The University of Siena has been a leader in the development of those models. Founded in 1240, among the oldest world's universities, the institution has long-standing research and project activities in sustainable development with a particular focus on the Mediterranean region, as demonstrated, among the others, by:

  • The role of the University of Siena as coordinator of the UN SDSN Mediterranean (www.sdsn-mediterranean.unisi.it), the regional hub for the Mediterranean area of the global United Nations Sustainable Development Solutions Network (unsdsn.org); furthermore, the University of Siena, in cooperation with Fondazione Eni Enrico Mattei (FEEM), host the SDSN Italia network (launched on March 14th in Milan), which aims to help tailor the 2030 Agenda to the Italian context, and to mobilize Italian academics and researchers, civil society and business leaders in support of SDG implementation (www.sdsnitalia.it)
  • The participation of the University of Siena to the Partnership for Research and Innovation in the Mediterranean Area (PRIMA), involving a network of Mediterranean countries committed to sustainability issues in the Agri-food sector; the Rector of the University of Siena, Prof. Angelo Riccaboni is the Chair of PRIMA Core Group, on behalf of the Italian Ministry for Education, University and Research (MIUR) (www.unisi.it/programma-prima

Companies in the wine sector are in fact an incredible metaphor to contemporary economies, managing at the same time agriculture, industrial transformation and consumer oriented services. But they are also a large contributor to environmental phenoma, with over 20 billion bottles produced and 2,4 millions of hectares cultivated only in Europe every year.
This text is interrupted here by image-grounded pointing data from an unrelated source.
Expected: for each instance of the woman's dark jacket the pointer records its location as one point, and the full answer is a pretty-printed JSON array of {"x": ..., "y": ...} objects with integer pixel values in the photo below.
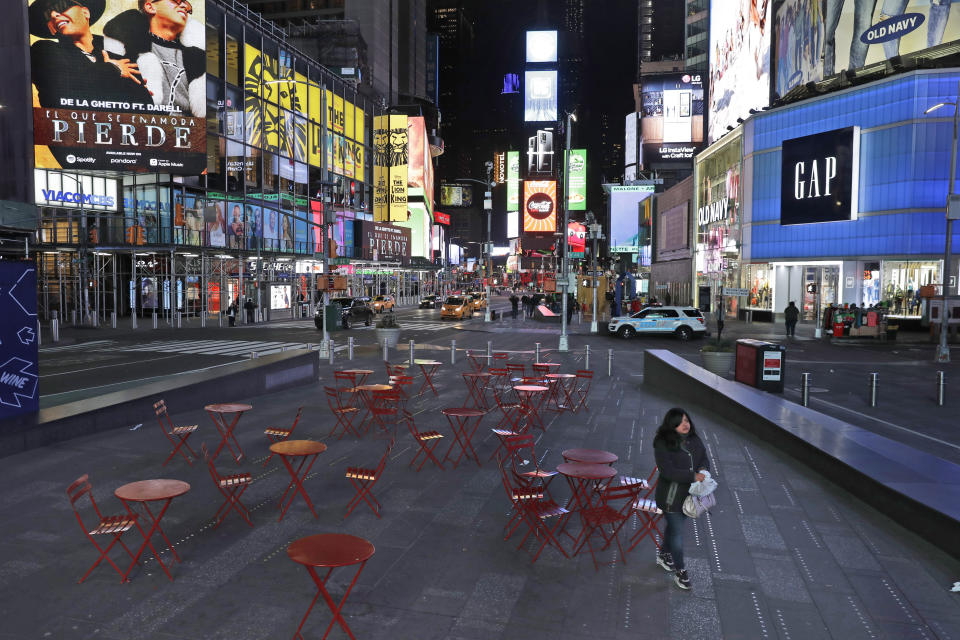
[{"x": 678, "y": 460}]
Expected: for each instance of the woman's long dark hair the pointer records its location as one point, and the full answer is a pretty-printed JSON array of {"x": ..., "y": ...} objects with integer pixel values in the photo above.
[{"x": 667, "y": 431}]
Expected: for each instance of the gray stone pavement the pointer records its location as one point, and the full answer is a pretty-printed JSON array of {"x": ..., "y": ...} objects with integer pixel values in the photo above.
[{"x": 785, "y": 554}]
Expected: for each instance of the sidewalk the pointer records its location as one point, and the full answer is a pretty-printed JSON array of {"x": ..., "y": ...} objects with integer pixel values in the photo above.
[{"x": 784, "y": 553}]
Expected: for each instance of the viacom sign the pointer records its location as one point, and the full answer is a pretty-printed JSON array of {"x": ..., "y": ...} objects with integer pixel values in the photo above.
[
  {"x": 713, "y": 212},
  {"x": 819, "y": 177}
]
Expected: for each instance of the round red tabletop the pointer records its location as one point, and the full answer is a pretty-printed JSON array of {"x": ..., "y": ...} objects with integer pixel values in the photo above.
[
  {"x": 590, "y": 456},
  {"x": 374, "y": 387},
  {"x": 330, "y": 550},
  {"x": 586, "y": 471},
  {"x": 149, "y": 490},
  {"x": 532, "y": 388},
  {"x": 462, "y": 412},
  {"x": 228, "y": 407},
  {"x": 298, "y": 447}
]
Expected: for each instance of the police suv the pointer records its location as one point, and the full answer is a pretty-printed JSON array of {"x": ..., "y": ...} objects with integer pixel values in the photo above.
[{"x": 683, "y": 322}]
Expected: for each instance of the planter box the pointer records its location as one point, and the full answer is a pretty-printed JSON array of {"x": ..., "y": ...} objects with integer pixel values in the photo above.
[
  {"x": 392, "y": 336},
  {"x": 718, "y": 362}
]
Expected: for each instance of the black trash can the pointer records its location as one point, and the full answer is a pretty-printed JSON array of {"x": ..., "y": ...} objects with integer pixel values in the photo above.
[{"x": 760, "y": 364}]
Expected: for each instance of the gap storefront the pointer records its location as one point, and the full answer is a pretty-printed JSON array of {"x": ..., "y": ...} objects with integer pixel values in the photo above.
[{"x": 855, "y": 215}]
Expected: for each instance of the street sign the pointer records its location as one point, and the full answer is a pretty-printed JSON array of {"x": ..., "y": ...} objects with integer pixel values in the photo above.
[{"x": 730, "y": 291}]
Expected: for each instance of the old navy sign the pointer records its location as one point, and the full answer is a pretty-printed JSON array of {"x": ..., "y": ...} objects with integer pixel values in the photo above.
[{"x": 819, "y": 177}]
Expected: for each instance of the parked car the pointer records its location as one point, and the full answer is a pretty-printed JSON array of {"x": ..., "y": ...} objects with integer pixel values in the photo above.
[
  {"x": 431, "y": 302},
  {"x": 352, "y": 310},
  {"x": 459, "y": 307},
  {"x": 382, "y": 303},
  {"x": 683, "y": 322}
]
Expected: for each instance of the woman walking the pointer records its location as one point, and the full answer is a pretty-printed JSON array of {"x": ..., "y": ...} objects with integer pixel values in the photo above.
[{"x": 681, "y": 458}]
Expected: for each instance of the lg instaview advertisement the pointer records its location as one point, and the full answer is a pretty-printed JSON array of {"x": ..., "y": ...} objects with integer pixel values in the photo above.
[
  {"x": 818, "y": 38},
  {"x": 119, "y": 84}
]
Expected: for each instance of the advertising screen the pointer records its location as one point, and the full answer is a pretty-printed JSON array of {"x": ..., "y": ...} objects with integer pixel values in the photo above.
[
  {"x": 280, "y": 296},
  {"x": 625, "y": 236},
  {"x": 819, "y": 177},
  {"x": 739, "y": 61},
  {"x": 513, "y": 180},
  {"x": 671, "y": 117},
  {"x": 811, "y": 47},
  {"x": 540, "y": 206},
  {"x": 92, "y": 62},
  {"x": 539, "y": 96},
  {"x": 541, "y": 46},
  {"x": 577, "y": 174}
]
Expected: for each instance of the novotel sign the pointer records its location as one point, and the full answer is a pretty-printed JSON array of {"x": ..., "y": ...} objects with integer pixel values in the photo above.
[{"x": 819, "y": 177}]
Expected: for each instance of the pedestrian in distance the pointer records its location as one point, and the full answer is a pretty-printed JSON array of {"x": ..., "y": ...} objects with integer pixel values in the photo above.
[
  {"x": 790, "y": 315},
  {"x": 681, "y": 460}
]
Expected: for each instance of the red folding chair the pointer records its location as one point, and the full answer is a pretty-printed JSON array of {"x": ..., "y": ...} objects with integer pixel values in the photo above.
[
  {"x": 648, "y": 515},
  {"x": 279, "y": 434},
  {"x": 534, "y": 511},
  {"x": 177, "y": 436},
  {"x": 617, "y": 505},
  {"x": 582, "y": 389},
  {"x": 231, "y": 487},
  {"x": 114, "y": 526},
  {"x": 343, "y": 412},
  {"x": 363, "y": 480},
  {"x": 426, "y": 440},
  {"x": 385, "y": 406}
]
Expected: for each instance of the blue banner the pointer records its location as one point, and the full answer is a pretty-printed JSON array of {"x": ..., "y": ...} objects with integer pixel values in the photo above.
[{"x": 19, "y": 388}]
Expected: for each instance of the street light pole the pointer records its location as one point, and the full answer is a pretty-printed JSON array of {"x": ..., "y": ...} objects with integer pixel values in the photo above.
[
  {"x": 564, "y": 277},
  {"x": 943, "y": 349}
]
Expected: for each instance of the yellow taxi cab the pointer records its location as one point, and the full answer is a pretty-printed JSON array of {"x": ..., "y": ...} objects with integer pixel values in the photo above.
[
  {"x": 459, "y": 307},
  {"x": 382, "y": 303}
]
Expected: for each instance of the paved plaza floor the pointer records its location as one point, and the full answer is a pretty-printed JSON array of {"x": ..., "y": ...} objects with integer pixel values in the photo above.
[{"x": 784, "y": 554}]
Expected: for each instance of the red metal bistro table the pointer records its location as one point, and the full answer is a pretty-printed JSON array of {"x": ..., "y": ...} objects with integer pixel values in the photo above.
[
  {"x": 143, "y": 493},
  {"x": 460, "y": 419},
  {"x": 330, "y": 551},
  {"x": 218, "y": 413},
  {"x": 307, "y": 451}
]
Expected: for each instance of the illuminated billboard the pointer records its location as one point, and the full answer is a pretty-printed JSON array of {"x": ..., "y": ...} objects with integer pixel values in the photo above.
[
  {"x": 671, "y": 117},
  {"x": 739, "y": 62},
  {"x": 626, "y": 216},
  {"x": 540, "y": 206},
  {"x": 811, "y": 48},
  {"x": 91, "y": 64},
  {"x": 541, "y": 46},
  {"x": 540, "y": 96}
]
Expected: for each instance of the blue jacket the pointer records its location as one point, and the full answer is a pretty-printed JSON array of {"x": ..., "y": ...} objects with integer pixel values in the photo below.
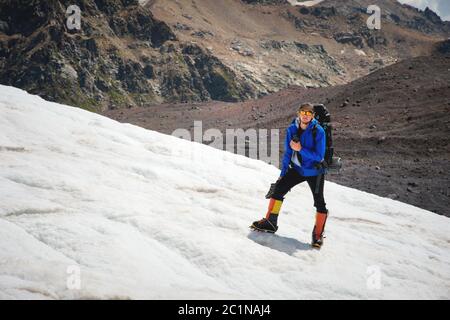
[{"x": 312, "y": 152}]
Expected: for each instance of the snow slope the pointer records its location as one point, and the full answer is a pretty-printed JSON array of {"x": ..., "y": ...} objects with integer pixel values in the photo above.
[{"x": 146, "y": 215}]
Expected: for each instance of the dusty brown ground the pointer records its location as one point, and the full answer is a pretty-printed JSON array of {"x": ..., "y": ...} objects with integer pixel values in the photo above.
[{"x": 394, "y": 133}]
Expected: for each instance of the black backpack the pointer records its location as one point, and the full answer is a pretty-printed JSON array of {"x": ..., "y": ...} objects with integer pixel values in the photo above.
[{"x": 331, "y": 163}]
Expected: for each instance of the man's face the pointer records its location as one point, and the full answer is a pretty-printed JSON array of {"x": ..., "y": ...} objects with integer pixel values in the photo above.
[{"x": 305, "y": 116}]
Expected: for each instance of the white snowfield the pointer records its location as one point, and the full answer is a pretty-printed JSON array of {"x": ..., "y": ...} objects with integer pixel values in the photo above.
[{"x": 91, "y": 208}]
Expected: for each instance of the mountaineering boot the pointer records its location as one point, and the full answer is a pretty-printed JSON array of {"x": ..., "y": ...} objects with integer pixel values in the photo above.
[
  {"x": 269, "y": 223},
  {"x": 319, "y": 227}
]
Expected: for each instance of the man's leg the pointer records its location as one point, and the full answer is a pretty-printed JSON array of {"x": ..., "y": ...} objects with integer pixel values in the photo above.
[
  {"x": 316, "y": 184},
  {"x": 286, "y": 183},
  {"x": 269, "y": 223}
]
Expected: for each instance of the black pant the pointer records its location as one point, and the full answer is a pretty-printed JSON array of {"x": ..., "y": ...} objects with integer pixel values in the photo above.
[{"x": 292, "y": 178}]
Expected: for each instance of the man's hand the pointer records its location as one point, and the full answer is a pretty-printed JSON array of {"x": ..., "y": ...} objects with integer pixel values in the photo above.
[{"x": 296, "y": 146}]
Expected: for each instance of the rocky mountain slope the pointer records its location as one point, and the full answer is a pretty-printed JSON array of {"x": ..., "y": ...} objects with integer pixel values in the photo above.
[
  {"x": 392, "y": 127},
  {"x": 130, "y": 54},
  {"x": 122, "y": 56}
]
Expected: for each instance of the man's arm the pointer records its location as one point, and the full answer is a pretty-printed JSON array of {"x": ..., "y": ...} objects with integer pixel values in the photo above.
[
  {"x": 287, "y": 153},
  {"x": 318, "y": 153}
]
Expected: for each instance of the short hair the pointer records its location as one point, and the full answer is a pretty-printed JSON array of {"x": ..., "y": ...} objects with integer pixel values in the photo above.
[{"x": 306, "y": 107}]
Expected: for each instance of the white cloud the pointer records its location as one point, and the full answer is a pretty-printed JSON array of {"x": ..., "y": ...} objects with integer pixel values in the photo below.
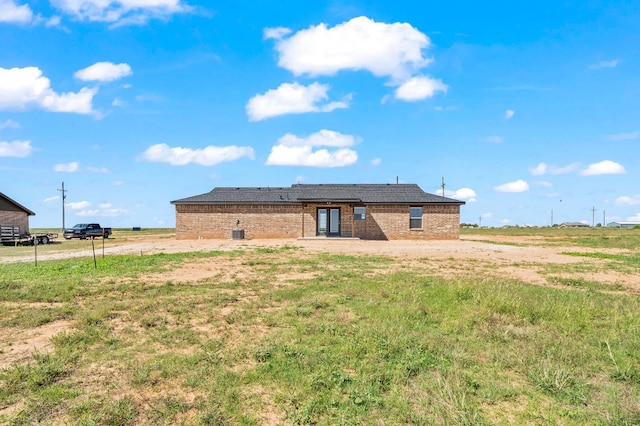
[
  {"x": 276, "y": 33},
  {"x": 103, "y": 71},
  {"x": 626, "y": 200},
  {"x": 605, "y": 167},
  {"x": 623, "y": 136},
  {"x": 604, "y": 64},
  {"x": 15, "y": 149},
  {"x": 9, "y": 124},
  {"x": 98, "y": 169},
  {"x": 67, "y": 168},
  {"x": 78, "y": 205},
  {"x": 393, "y": 50},
  {"x": 418, "y": 88},
  {"x": 209, "y": 156},
  {"x": 517, "y": 186},
  {"x": 103, "y": 210},
  {"x": 494, "y": 139},
  {"x": 121, "y": 12},
  {"x": 321, "y": 138},
  {"x": 21, "y": 88},
  {"x": 292, "y": 150},
  {"x": 543, "y": 168},
  {"x": 292, "y": 98},
  {"x": 465, "y": 194},
  {"x": 10, "y": 12}
]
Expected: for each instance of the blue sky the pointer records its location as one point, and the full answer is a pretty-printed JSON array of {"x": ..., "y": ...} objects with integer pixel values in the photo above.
[{"x": 527, "y": 109}]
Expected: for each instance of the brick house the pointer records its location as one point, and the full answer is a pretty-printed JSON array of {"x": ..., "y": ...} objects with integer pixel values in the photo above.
[
  {"x": 365, "y": 211},
  {"x": 13, "y": 216}
]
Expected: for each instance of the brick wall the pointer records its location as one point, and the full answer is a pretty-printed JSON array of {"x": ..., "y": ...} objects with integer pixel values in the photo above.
[
  {"x": 15, "y": 218},
  {"x": 258, "y": 221},
  {"x": 293, "y": 221},
  {"x": 392, "y": 223}
]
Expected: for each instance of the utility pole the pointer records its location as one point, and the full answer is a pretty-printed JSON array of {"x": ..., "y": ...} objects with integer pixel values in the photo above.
[{"x": 64, "y": 197}]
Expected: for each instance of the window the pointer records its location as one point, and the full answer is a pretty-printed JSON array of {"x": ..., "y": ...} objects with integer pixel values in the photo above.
[{"x": 415, "y": 217}]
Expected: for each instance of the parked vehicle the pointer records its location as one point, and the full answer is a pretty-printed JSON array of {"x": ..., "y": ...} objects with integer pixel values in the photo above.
[
  {"x": 86, "y": 230},
  {"x": 11, "y": 236}
]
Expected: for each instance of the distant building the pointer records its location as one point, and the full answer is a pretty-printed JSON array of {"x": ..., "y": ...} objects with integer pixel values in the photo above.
[
  {"x": 14, "y": 218},
  {"x": 574, "y": 225},
  {"x": 628, "y": 224}
]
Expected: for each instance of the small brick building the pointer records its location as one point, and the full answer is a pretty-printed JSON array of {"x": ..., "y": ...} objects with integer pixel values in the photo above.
[
  {"x": 13, "y": 216},
  {"x": 365, "y": 211}
]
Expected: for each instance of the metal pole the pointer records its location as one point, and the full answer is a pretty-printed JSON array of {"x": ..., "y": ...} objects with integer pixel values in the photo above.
[
  {"x": 95, "y": 265},
  {"x": 64, "y": 197}
]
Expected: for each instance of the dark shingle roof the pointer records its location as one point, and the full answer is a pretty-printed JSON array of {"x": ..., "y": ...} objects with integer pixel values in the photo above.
[
  {"x": 301, "y": 193},
  {"x": 18, "y": 205}
]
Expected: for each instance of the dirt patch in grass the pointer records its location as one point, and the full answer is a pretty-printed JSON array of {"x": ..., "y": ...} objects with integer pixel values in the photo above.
[{"x": 19, "y": 344}]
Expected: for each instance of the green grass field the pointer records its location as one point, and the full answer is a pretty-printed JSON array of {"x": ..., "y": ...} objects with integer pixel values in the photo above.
[{"x": 282, "y": 336}]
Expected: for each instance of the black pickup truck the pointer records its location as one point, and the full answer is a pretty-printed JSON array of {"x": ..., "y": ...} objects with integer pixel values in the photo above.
[{"x": 86, "y": 230}]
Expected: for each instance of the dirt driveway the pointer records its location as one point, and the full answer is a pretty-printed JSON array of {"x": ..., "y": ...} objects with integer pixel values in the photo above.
[{"x": 523, "y": 258}]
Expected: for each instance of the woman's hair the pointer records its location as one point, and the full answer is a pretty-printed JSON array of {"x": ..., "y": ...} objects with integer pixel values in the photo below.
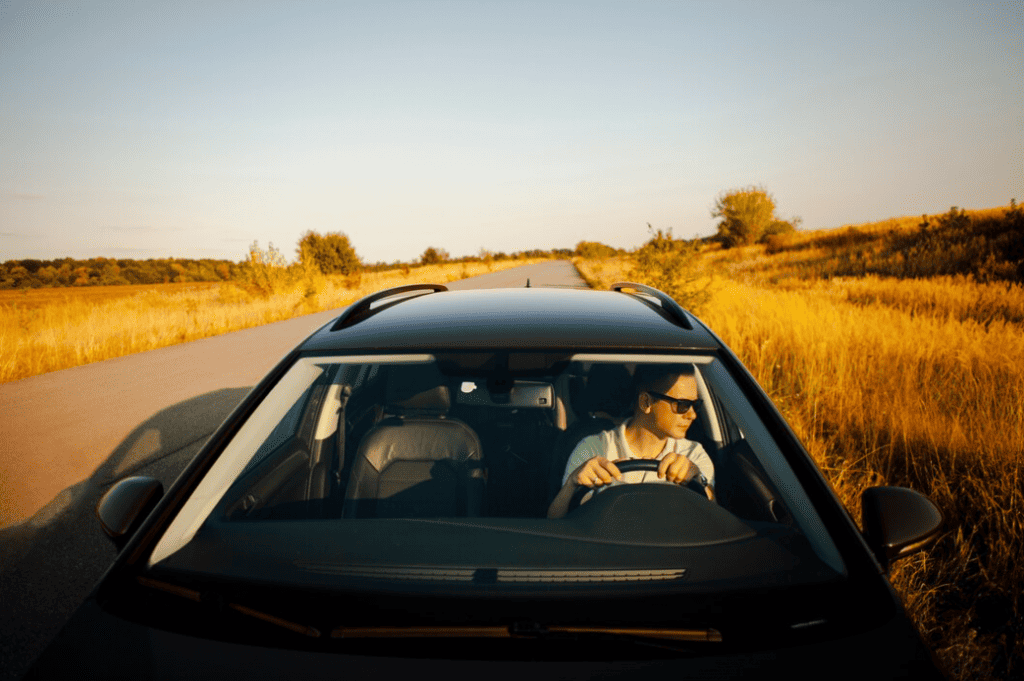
[{"x": 658, "y": 377}]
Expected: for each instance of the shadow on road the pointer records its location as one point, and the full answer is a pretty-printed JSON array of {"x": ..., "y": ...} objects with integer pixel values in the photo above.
[{"x": 49, "y": 562}]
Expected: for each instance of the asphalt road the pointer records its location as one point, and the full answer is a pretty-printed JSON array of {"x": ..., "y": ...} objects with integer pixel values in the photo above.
[{"x": 66, "y": 437}]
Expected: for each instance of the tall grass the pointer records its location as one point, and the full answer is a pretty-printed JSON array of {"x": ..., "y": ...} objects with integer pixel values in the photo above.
[
  {"x": 69, "y": 332},
  {"x": 902, "y": 383}
]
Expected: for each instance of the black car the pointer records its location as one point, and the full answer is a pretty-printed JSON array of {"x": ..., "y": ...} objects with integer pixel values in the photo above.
[{"x": 384, "y": 502}]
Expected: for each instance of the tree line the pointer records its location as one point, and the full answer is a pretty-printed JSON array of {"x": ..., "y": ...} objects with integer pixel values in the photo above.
[{"x": 747, "y": 215}]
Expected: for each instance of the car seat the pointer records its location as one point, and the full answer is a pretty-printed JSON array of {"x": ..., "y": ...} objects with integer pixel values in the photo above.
[{"x": 417, "y": 462}]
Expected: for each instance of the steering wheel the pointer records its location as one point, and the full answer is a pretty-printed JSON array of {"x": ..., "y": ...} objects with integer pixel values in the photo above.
[{"x": 626, "y": 467}]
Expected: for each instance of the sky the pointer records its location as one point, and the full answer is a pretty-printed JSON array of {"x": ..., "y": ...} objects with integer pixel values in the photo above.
[{"x": 154, "y": 129}]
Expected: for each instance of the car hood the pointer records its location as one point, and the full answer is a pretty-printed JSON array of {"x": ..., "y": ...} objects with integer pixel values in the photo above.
[{"x": 96, "y": 643}]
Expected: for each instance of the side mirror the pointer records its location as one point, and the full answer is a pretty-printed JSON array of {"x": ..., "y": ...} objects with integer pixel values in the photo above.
[
  {"x": 898, "y": 521},
  {"x": 125, "y": 505}
]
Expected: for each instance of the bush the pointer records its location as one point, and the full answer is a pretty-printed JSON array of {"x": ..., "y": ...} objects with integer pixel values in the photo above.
[
  {"x": 748, "y": 215},
  {"x": 594, "y": 250},
  {"x": 671, "y": 265},
  {"x": 332, "y": 253},
  {"x": 433, "y": 256}
]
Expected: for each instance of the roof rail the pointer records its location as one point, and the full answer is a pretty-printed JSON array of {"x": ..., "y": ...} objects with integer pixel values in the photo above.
[
  {"x": 361, "y": 306},
  {"x": 668, "y": 304}
]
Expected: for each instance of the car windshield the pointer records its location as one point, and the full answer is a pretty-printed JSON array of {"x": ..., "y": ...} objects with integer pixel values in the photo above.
[{"x": 444, "y": 469}]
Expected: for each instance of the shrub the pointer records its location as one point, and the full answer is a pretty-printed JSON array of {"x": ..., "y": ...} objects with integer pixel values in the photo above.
[
  {"x": 671, "y": 265},
  {"x": 332, "y": 253}
]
These characteristics make this an ideal business where we can grow innovative solutions to diffuse a new culture of making business really profitable for every stakeholder. If we want to imagine a change in contemporary societies that bring about more care and stewardship for environment and social relationships, we must start by innovating our consumer goods business, and this is possible only with an advanced and focused business training for the professionals involved, where all can interact and share the best experiences and thoughts.

This is the mission of the Wine School of Sustainability.